Beany Jacket Potatoes
Ingredients
6 large jacket potatoes
1 tbsp olive oil, plus extra for rubbing
7 tbsp Castle Dairies butter
1 garlic clove, chopped
1 red onion, thickly sliced
1 tsp crushed chilli
400g can of cannellini beans, drained and rinsed
400g can of kidney beans, drained and rinsed
400g can of borlotti beans, drained and rinsed
2 tbsp tomato puree
150ml water
2 tbsp chopped flat leaf parsley
Equipment
Tin foil
Method
Preheat the oven to 200°C/180°C fan/gas mark 6. Cut out six pieces of tin foil, big enough to wrap the potatoes in. Pierce the potatoes with a skewer or fork, then rub olive oil into the skins of the potatoes and wrap each in a piece of tin foil. Place on a baking tray and bake for 1hr.

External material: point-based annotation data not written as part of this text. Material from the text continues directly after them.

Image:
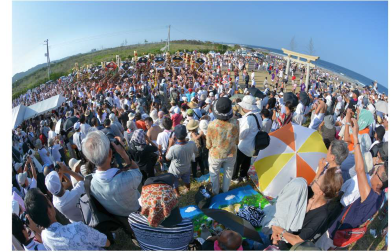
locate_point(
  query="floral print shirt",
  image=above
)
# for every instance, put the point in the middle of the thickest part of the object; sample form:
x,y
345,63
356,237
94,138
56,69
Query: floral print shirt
x,y
222,138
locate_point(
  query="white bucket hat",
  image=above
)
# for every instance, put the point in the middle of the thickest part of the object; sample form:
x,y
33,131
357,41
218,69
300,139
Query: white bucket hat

In a large saucepan, add the olive oil and 1 tbsp of butter, then heat until melted. Add the garlic and onion, and sauté for 10 mins.
Add the chilli and cook for 2 mins, then stir in tomato puree, cannellini beans, kidney beans and borlotti beans. Add the water and bring to the boil, then simmer for 10 mins. Stir in the parsley.
Remove the potatoes from the foil, place on a plate and cut open. Add 1 tbsp of butter to each potato and serve with the beans, garnished with parsley.